Investor sekarang mengalihkan perhatian mereka ke data ketenagakerjaan sektor swasta yang akan datang hari ini, bersama dengan angka penggajian non-pertanian dan klaim pengangguran pada hari Kamis, untuk mengumpulkan wawasan lebih lanjut tentang kesehatan pasar tenaga kerja AS.
Adegan Politik:
Partai Republik di Senat AS meloloskan RUU pajak dan pengeluaran Presiden Trump pada hari Selasa. Undang-undang tersebut mencakup pemotongan pajak, pengurangan program jaring pengaman sosial, dan peningkatan pengeluaran militer, menambahkan $ 3,3 triliun ke utang nasional AS.
Trump juga menyatakan optimisme tentang mencapai kesepakatan perdagangan dengan India tetapi tetap skeptis tentang kesepakatan serupa dengan Jepang, menyatakan dia tidak mempertimbangkan untuk memperpanjang tenggat waktu 9 Juli bagi negara-negara untuk menyelesaikan kesepakatan perdagangan.
Pergerakan Mata Uang:
Yen Jepang melemah di pasar Asia pada hari Rabu terhadap mata uang utama dan minor, mundur dari level tertinggi empat minggu terhadap dolar AS. Penurunan ini terjadi sebagai akibat dari aksi ambil untung.
Dolar AS bertahan di atas level terendah tiga tahun, didukung oleh kenaikan baru-baru ini dalam lowongan pekerjaan AS pada bulan Mei, sementara investor menunggu data pasar tenaga kerja utama lebih lanjut.
Ekspektasi kenaikan suku bunga oleh Bank of Japan pada bulan Juli menurun setelah pertemuan bank sentral baru-baru ini.
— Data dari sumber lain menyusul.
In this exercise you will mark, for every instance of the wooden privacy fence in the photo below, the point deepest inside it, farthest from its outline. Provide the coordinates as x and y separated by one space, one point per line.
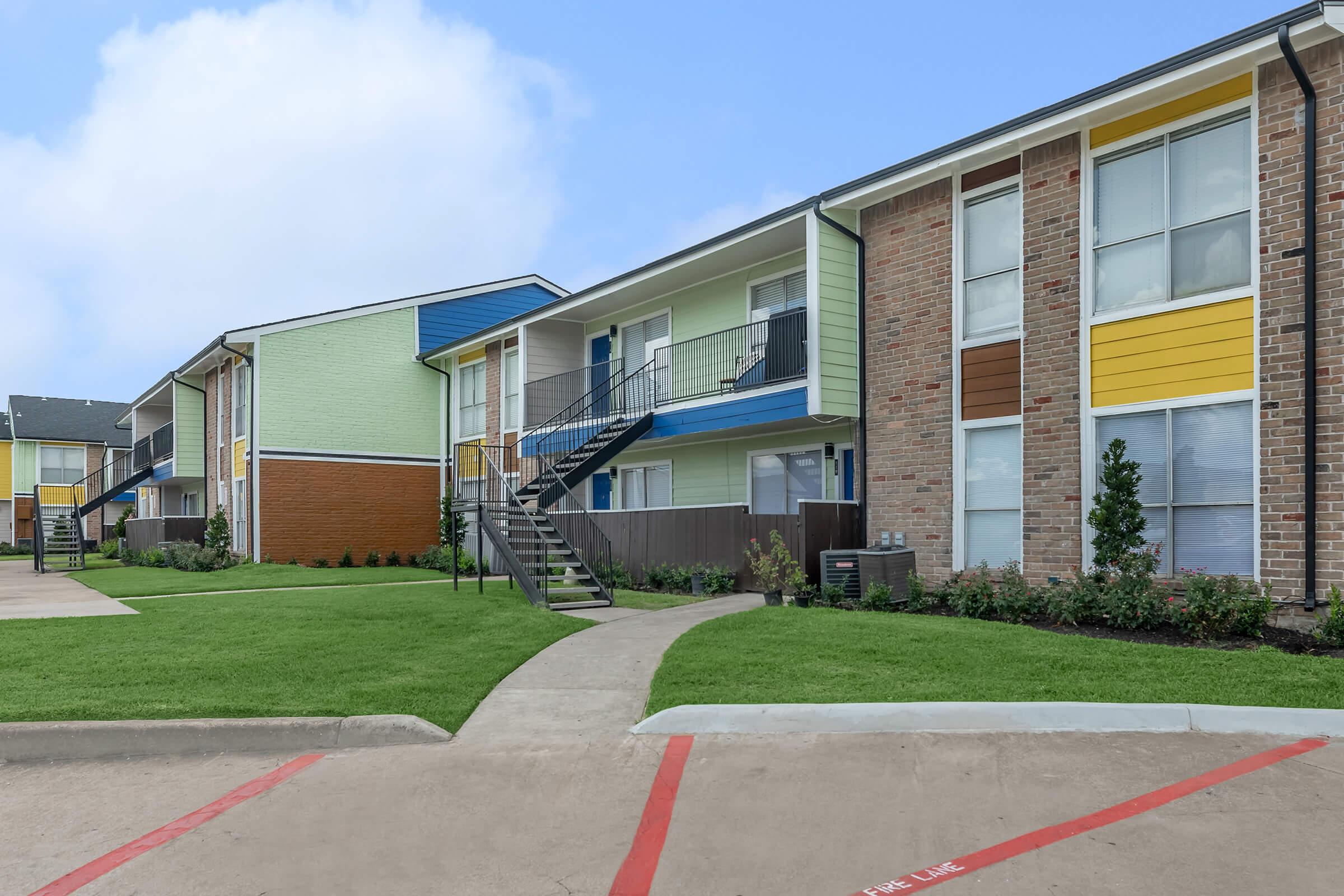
720 536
Pasar sedang menunggu lebih banyak data tentang inflasi, upah, dan pengangguran di Jepang.
Saat ini, kemungkinan kenaikan suku bunga 25 basis poin oleh Bank of Japan pada bulan Juli tetap di bawah 40%. Investor sedang menunggu data ekonomi lebih lanjut untuk menilai kembali peluang tersebut.
Pasar Eropa:
Euro jatuh di pasar Eropa pada hari Rabu terhadap sekeranjang mata uang global, mundur dari level tertinggi empat tahun terhadap dolar AS, karena aksi ambil untung dan koreksi pasar terjadi.
Dolar USA bertahan stabil di atas level terendah tiga tahun, didukung oleh kenaikan tak terduga dalam lowongan pekerjaan.
Data inflasi Eropa yang dirilis minggu ini menimbulkan keraguan tentang kemampuan Bank Sentral Eropa untuk memangkas suku bunga pada bulan Juli. Pasar memantau dengan cermat pidato Presiden ECB Christine Lagarde hari ini di Forum Bank Sentral di Sintra, Portugal.
Saat ini, pasar memperkirakan probabilitas 30% dari penurunan suku bunga 25 basis poin oleh ECB pada bulan Juli.
Saham berjangka AS menunjukkan sedikit perubahan pada Selasa malam setelah Wall Street ditutup beragam, dengan saham teknologi memimpin kerugian. RUU pajak Trump disahkan dengan tipis di Senat.
Pergerakan pasar yang hati-hati ini mencerminkan keraguan investor menjelang tenggat waktu tarif 9 Juli Trump, yang dapat memicu eskalasi perdagangan baru.
Sementara itu, investor mengevaluasi komentar baru Powell mengenai suku bunga, di tengah meningkatnya ketidaksepakatan publik dengan Trump atas penolakan Fed terhadap penurunan suku bunga yang cepat.
Kesimpulan:
Investor tetap sangat fokus pada data tenaga kerja AS yang akan datang dan angka inflasi global, yang akan membentuk kebijakan bank sentral dan arah pasar dalam beberapa minggu mendatang.